My situation. My situation is a tad different, as I won’t experience the full tax benefits laid out above. Why? I know I talked a little bit about this in the first article, but in the first part of the year – I contributed a few thousand to a Roth IRA already (Yes I could always pull the contributions out and re-direct, but don’t feel like making a few transactions), and had invested into my Roth 401(k) for a portion of the year. Therefore, my tax savings will be roughly $6,625 in the first year of deployment of my strategy. It’s not the full benefit, but hey – that’s over $550 extra per month for me to invest!
How do you access these funds earlier than what is required or mandated via the IRS? Definitely read Madfientist’s article located HERE. As this article describes the systematic approach to doing so, based on the tax code today. Reading his article has been one of the best things I’ve done, hands down.

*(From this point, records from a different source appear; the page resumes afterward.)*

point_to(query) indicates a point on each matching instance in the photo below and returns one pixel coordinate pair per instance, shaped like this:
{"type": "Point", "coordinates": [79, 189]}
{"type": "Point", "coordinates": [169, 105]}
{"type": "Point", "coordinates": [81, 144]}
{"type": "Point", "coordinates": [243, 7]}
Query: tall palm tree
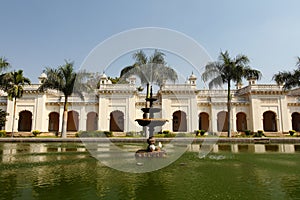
{"type": "Point", "coordinates": [151, 69]}
{"type": "Point", "coordinates": [66, 80]}
{"type": "Point", "coordinates": [226, 70]}
{"type": "Point", "coordinates": [289, 79]}
{"type": "Point", "coordinates": [3, 66]}
{"type": "Point", "coordinates": [14, 87]}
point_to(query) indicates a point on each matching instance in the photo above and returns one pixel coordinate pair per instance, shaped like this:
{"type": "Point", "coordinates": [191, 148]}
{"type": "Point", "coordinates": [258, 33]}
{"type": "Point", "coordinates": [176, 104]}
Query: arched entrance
{"type": "Point", "coordinates": [53, 121]}
{"type": "Point", "coordinates": [203, 121]}
{"type": "Point", "coordinates": [73, 121]}
{"type": "Point", "coordinates": [222, 121]}
{"type": "Point", "coordinates": [179, 121]}
{"type": "Point", "coordinates": [116, 121]}
{"type": "Point", "coordinates": [296, 121]}
{"type": "Point", "coordinates": [92, 121]}
{"type": "Point", "coordinates": [241, 121]}
{"type": "Point", "coordinates": [25, 121]}
{"type": "Point", "coordinates": [269, 121]}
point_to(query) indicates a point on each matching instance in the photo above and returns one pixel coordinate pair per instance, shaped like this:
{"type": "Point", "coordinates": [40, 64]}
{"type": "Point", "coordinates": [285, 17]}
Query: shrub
{"type": "Point", "coordinates": [108, 133]}
{"type": "Point", "coordinates": [3, 133]}
{"type": "Point", "coordinates": [247, 132]}
{"type": "Point", "coordinates": [259, 133]}
{"type": "Point", "coordinates": [170, 135]}
{"type": "Point", "coordinates": [132, 134]}
{"type": "Point", "coordinates": [94, 134]}
{"type": "Point", "coordinates": [36, 132]}
{"type": "Point", "coordinates": [292, 132]}
{"type": "Point", "coordinates": [202, 132]}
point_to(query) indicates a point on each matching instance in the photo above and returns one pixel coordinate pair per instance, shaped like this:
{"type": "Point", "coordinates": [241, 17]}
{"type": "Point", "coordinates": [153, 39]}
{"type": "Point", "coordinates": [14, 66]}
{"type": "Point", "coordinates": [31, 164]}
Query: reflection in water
{"type": "Point", "coordinates": [68, 171]}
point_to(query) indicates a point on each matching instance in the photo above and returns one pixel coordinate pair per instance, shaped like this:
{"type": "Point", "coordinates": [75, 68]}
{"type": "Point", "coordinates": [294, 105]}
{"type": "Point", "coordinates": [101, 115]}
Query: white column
{"type": "Point", "coordinates": [82, 119]}
{"type": "Point", "coordinates": [214, 120]}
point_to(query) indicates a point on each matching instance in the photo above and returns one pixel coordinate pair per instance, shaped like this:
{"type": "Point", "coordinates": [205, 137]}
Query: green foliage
{"type": "Point", "coordinates": [36, 132]}
{"type": "Point", "coordinates": [15, 82]}
{"type": "Point", "coordinates": [94, 134]}
{"type": "Point", "coordinates": [3, 133]}
{"type": "Point", "coordinates": [292, 132]}
{"type": "Point", "coordinates": [289, 79]}
{"type": "Point", "coordinates": [152, 69]}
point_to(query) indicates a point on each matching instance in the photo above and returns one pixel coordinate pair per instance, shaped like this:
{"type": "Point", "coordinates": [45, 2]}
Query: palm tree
{"type": "Point", "coordinates": [289, 79]}
{"type": "Point", "coordinates": [67, 81]}
{"type": "Point", "coordinates": [3, 66]}
{"type": "Point", "coordinates": [151, 69]}
{"type": "Point", "coordinates": [226, 70]}
{"type": "Point", "coordinates": [14, 87]}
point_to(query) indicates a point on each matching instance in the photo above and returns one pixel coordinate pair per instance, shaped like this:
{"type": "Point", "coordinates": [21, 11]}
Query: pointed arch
{"type": "Point", "coordinates": [296, 121]}
{"type": "Point", "coordinates": [53, 124]}
{"type": "Point", "coordinates": [116, 121]}
{"type": "Point", "coordinates": [25, 121]}
{"type": "Point", "coordinates": [222, 121]}
{"type": "Point", "coordinates": [269, 121]}
{"type": "Point", "coordinates": [73, 121]}
{"type": "Point", "coordinates": [203, 121]}
{"type": "Point", "coordinates": [92, 121]}
{"type": "Point", "coordinates": [179, 121]}
{"type": "Point", "coordinates": [241, 121]}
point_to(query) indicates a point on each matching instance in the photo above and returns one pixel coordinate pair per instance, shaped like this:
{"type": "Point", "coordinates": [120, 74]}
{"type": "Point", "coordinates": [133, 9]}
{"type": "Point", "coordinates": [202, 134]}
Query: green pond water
{"type": "Point", "coordinates": [68, 171]}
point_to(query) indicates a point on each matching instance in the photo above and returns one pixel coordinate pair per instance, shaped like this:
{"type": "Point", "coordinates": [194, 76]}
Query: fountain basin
{"type": "Point", "coordinates": [151, 122]}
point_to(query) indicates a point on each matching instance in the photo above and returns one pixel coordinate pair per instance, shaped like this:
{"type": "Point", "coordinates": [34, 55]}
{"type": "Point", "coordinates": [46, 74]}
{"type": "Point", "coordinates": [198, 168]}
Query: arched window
{"type": "Point", "coordinates": [25, 121]}
{"type": "Point", "coordinates": [53, 121]}
{"type": "Point", "coordinates": [222, 120]}
{"type": "Point", "coordinates": [241, 121]}
{"type": "Point", "coordinates": [116, 121]}
{"type": "Point", "coordinates": [179, 121]}
{"type": "Point", "coordinates": [269, 121]}
{"type": "Point", "coordinates": [203, 121]}
{"type": "Point", "coordinates": [92, 121]}
{"type": "Point", "coordinates": [296, 121]}
{"type": "Point", "coordinates": [73, 121]}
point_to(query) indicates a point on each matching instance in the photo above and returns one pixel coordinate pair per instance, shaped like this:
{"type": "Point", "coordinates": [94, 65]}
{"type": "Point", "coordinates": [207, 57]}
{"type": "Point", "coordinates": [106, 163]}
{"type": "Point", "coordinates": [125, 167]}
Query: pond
{"type": "Point", "coordinates": [68, 171]}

Conclusion on the tax strategies
With all of this being said, now that we are three articles down – how does everyone feel? If you invest into a Traditional IRA and are in the 25% tax bracket – you can save a load of money here. Further – I used a conservative tax rate of 2.5% for state, where based on my income level – I actually pay 3.465%, so my tax savings are even higher and I am sure you can too. There are ways and methods in accessing the funds earlier, as well, as I have linked above. Here is what I also have truly realized. Saving and investing is amazing. The methods for tax strategy that we choose to perform are our own decisions and is definitely based on what works with you in your situation. We are all doing the most important thing when we read these articles and consider them – and that is the pinnacle of the path to financial freedom – SAVING & INVESTING. No matter what we are making great decisions, and that’s what I truly want to say. In my situation, I believe I can use these strategies to be financially free, smarter and potentially faster. This will continue to evolve, I am sure, as tax rates, brackets, maximized amounts, etc., will all change with time. And guess what? I am looking forward to it all.
Thank you everyone for reading. Please share your thoughts, conclusions and assessment from the items listed above and in previous articles. I cannot wait to read them and have deep discussions on the pros/cons and methods of the strategies listed. Keep on saving and stay consistent with investing everyone! We are all doing great and God bless.